The Washington Post: THE BALTIMORE WALTZ

Excellent cast steps up in THE BALTIMORE WALTZ

The Baltimore Waltz prances in circles around its subject, which is the death of playwright Paula Vogel’s brother, Carl, in 1988. Vogel’s approach to her grief — a nation’s grief, as the country grappled with lost lives during the AIDS epidemic — was to fantasize. The 90-minute play, which debuted in 1992, imagines that it is the sister who is terminally ill and on a mysterious European vacation with her brother, but we know the truth.

That narrative distance is one of the most enduring things about this lovely, melancholy, difficult play, which is being revived by the Keegan Theatre in a production that captures a substantial portion of the drama’s best qualities. … As Anna — a teacher diagnosed with the savagely named Acquired Toilet Disease — larks across the Continent with Carl, the plot’s buoyant imagination allowed Vogel to reanimate the spirit of her brother. The poignancy of that sleight of hand is unabated, especially as the relationship is knowingly played by Brianna Letourneau and Michael Innocenti.

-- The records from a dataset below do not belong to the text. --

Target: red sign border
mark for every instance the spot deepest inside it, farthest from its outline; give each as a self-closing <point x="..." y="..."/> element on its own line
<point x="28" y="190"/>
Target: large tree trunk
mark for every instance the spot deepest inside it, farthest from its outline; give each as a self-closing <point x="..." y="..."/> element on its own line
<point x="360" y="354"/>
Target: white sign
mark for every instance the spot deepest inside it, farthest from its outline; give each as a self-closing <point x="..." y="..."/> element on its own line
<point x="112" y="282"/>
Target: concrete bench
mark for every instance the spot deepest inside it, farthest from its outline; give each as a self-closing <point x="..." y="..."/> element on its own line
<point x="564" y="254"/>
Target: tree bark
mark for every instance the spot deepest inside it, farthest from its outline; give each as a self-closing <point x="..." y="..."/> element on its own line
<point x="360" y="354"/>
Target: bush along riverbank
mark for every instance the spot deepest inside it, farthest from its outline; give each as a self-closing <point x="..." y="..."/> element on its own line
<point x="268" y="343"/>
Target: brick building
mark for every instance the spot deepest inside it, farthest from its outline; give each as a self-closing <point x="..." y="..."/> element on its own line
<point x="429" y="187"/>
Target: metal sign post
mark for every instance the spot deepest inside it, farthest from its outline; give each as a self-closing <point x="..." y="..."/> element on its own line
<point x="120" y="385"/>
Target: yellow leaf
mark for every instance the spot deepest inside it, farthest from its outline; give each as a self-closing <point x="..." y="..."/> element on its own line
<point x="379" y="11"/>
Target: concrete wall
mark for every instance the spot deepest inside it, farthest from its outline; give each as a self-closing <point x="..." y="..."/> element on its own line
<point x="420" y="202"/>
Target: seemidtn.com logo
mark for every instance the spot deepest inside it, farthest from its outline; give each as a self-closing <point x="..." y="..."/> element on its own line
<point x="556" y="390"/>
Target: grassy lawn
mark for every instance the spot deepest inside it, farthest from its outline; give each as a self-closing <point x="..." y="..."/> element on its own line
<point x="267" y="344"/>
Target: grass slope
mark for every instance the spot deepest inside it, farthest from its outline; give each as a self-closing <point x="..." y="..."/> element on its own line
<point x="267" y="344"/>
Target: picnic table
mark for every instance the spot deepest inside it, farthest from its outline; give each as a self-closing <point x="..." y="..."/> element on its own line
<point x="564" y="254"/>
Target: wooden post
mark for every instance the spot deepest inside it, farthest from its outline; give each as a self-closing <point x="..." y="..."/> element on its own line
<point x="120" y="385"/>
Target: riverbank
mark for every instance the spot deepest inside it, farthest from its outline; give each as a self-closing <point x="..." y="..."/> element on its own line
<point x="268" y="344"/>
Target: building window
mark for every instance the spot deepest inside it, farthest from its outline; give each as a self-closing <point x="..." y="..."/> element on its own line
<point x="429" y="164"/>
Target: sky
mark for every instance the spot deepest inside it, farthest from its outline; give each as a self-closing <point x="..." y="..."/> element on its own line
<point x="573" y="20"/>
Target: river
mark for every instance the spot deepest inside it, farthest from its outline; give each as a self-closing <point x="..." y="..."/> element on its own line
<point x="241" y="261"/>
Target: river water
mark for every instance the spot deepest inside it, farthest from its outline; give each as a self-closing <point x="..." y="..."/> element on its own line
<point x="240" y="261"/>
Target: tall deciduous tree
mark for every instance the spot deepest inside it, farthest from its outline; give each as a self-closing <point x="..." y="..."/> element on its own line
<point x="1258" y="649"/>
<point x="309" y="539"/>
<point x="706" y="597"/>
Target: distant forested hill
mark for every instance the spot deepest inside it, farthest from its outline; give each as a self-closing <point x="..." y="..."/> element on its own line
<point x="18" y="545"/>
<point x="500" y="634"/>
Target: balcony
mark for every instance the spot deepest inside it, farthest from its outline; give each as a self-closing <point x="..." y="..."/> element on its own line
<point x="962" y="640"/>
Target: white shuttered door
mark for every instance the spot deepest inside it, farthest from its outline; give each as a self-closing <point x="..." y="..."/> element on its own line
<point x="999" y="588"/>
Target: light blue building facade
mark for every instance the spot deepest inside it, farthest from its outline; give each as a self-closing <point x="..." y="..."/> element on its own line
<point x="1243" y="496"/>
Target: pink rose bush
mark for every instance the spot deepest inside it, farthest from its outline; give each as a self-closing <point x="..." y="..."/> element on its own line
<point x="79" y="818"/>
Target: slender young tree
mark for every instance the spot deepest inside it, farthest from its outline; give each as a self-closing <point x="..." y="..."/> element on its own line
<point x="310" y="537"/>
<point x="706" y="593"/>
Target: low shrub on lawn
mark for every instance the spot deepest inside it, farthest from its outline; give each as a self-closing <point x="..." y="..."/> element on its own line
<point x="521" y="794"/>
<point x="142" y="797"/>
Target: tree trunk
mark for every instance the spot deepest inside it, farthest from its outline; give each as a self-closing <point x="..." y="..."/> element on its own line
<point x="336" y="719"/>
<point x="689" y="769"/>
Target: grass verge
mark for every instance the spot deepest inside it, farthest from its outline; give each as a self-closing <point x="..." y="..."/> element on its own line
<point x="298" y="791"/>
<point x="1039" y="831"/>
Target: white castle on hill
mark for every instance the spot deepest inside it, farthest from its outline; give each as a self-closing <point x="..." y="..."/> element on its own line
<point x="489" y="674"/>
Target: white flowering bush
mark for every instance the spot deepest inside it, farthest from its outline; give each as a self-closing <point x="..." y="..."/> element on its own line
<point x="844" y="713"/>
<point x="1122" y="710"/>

The play whisks into a tongue-in-cheek version of film noir terrain as Anna and Carl are shadowed everywhere by a “third man” (with deliberate shades of Orson Welles). Ray Ficca plays these parts plus a clutch of doctors ranging from strange to strait-laced; the improbable Dutch boy and a stereotypically cynical German are particularly vivid.

Where Susan Marie Rhea’s production works is in the acting. There’s a game afoot, and Letourneau and Innocenti are quite good at a double consciousness that alerts you to their puzzle without tipping their hands. Their rapport is touching as he looks out for her; such are the play’s ironies and inversions.